When the countdown began, he was standing next to me, and I was truly happy to have someone to kiss at midnight. Even though we'd been kissing all night, everyone knows it's the midnight kiss that really matters on NYE.
There's something so refreshing and exciting about starting off the new year by sealing it with a kiss, especially when that kiss is with someone whose name you might not even know.
Fast forward 12 months later, and everything is different. I wish I hadn't kissed him then because now that we're broken up, all I keep thinking about is that night we met. Thanks to that memory, I wasn't even looking forward to this New Year's Eve.
I keep reliving every single detail from that night, wondering how we could go from what we were to not even talking. My year started with high hopes and it ended with crushing disappointment and bitterness about how everything turned out.
Meeting him that night made me so excited for 2016, but after the breakup, I was so beyond ready for that year to be over.

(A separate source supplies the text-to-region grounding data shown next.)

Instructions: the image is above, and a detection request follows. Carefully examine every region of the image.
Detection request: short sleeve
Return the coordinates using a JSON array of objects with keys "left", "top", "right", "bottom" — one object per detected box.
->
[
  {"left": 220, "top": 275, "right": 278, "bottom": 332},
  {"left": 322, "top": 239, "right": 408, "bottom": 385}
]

I'm angry too, because I should be so happy about the things I've accomplished in 2016: I graduated from college, moved to New York City and landed a job at a successful women's magazine.
I overcame so many obstacles and I learned so much about myself, but all I can think about now is how the very beginning of that year started with a kiss without any expectations and then ended with me being in love with someone who doesn't even bother to respond to my texts or calls.
So this year, I put on my party dress and forced myself to go out and enjoy New Year's Eve -- not because I wanted to, but because I owe it to myself to start off the new year without dwelling in the past.
I wouldn't say I'm excited for 2017, but I am ready for it.